This is an automated email from the ASF dual-hosted git repository.
dajac pushed a commit to branch 4.0
in repository https://gitbox.apache.org/repos/asf/kafka.git
The following commit(s) were added to refs/heads/4.0 by this push:
new 5f291bf07cf KAFKA-20634: Spurious HighWatermarkUpdate failed errors in
the group coordinator after partition leadership change (#22444)
5f291bf07cf is described below
commit 5f291bf07cfcf17aab789a27ca3589ae82ca413d
Author: David Jacot <[email protected]>
AuthorDate: Wed Jun 3 17:40:52 2026 +0200
KAFKA-20634: Spurious HighWatermarkUpdate failed errors in the group
coordinator after partition leadership change (#22444)

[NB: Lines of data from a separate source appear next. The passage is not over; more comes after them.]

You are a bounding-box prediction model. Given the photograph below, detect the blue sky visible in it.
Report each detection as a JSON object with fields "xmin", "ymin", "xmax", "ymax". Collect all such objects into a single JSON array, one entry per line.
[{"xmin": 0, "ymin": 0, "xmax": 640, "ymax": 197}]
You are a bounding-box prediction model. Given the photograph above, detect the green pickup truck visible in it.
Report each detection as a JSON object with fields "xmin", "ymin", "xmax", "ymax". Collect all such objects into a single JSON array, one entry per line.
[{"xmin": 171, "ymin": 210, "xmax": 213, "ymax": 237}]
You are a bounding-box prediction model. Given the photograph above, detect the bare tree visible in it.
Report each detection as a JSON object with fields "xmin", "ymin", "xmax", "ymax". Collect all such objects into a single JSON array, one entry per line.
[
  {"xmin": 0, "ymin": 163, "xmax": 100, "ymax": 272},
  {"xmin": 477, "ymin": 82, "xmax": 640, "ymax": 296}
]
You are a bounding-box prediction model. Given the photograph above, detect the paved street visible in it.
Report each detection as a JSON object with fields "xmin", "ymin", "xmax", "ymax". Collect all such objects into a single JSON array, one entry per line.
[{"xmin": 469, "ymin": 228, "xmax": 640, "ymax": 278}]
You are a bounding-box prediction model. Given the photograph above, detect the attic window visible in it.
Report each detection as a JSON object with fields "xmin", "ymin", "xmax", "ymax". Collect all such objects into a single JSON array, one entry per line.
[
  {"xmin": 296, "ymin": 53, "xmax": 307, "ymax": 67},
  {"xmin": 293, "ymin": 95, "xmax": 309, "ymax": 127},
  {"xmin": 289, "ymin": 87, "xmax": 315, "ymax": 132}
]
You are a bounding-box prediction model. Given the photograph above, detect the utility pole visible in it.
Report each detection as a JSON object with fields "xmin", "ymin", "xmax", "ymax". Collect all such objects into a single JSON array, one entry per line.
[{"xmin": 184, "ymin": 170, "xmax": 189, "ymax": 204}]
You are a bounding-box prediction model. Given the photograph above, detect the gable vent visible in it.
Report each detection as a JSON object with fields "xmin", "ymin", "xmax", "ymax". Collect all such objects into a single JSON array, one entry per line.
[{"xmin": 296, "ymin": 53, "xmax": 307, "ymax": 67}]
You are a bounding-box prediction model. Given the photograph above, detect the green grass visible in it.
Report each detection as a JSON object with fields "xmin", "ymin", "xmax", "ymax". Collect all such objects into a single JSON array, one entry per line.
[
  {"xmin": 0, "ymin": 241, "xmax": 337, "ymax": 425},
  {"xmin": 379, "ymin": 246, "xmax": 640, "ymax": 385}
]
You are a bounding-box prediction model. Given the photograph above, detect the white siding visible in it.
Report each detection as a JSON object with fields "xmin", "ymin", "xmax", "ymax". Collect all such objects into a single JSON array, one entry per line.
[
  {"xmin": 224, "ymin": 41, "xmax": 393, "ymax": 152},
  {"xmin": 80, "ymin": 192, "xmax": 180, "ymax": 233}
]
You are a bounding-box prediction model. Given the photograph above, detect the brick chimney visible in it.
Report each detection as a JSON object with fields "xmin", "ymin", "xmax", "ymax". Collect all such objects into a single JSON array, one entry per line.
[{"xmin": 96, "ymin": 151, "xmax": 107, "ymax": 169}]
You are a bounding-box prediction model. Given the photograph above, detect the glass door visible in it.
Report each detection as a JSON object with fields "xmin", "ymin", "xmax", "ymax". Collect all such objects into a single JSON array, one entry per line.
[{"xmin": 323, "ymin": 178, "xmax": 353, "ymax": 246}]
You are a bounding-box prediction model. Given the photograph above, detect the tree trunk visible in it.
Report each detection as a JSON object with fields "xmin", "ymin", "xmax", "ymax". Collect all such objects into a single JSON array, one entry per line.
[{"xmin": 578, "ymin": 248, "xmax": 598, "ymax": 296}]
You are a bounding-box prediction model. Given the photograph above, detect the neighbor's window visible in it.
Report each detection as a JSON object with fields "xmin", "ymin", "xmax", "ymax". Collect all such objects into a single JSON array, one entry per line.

When a `__consumer_offsets` partition transitions to follower, its local
log is truncated and re-replicated from the new leader. The group
coordinator hosting the partition remains active until it is unloaded
asynchronously. During that window, the partition's high watermark
advances again over records that this coordinator did not write, while
the coordinator still holds in-memory state (and pending deferred
operations) for its own records that were truncated and never durably
committed.
Applying such a high watermark has two consequences. It can violate the
invariants of the snapshot registry and fail the `HighWatermarkUpdate`
event, logging a spurious error such as "Execution of
HighWatermarkUpdate failed due to New committed offset X of
__consumer_offsets-N must be less than or equal to Y". More importantly,
when it does not fail, it advances the committed offset over the
coordinator's uncommitted state and completes the corresponding deferred
writes with a success response, even though those records were lost. A
client can therefore receive a successful offset-commit acknowledgment
for a commit that is silently dropped once the new coordinator takes
over.
This patch gates high watermark propagation in
`CoordinatorPartitionWriter.ListenerAdapter` on the partition's
leadership. The adapter stops forwarding high watermark updates once the
partition transitions to follower, is deleted, or fails. The partition
signals these transitions (via `PartitionListener`) before its fetcher
is restarted (see `ReplicaManager#applyDelta`), i.e. before any such
high watermark can be produced, so the coordinator never observes a high
watermark that it should not apply. The pending deferred operations then
remain in place and are failed with `NOT_COORDINATOR` when the
coordinator is unloaded, so clients correctly retry against the new
coordinator.
Gating on leadership rather than inspecting the offset is deliberate:
after truncation an offset can still have a snapshot in the registry
while holding the new leader's data, so no offset-based check can tell
whether a high watermark is safe to apply.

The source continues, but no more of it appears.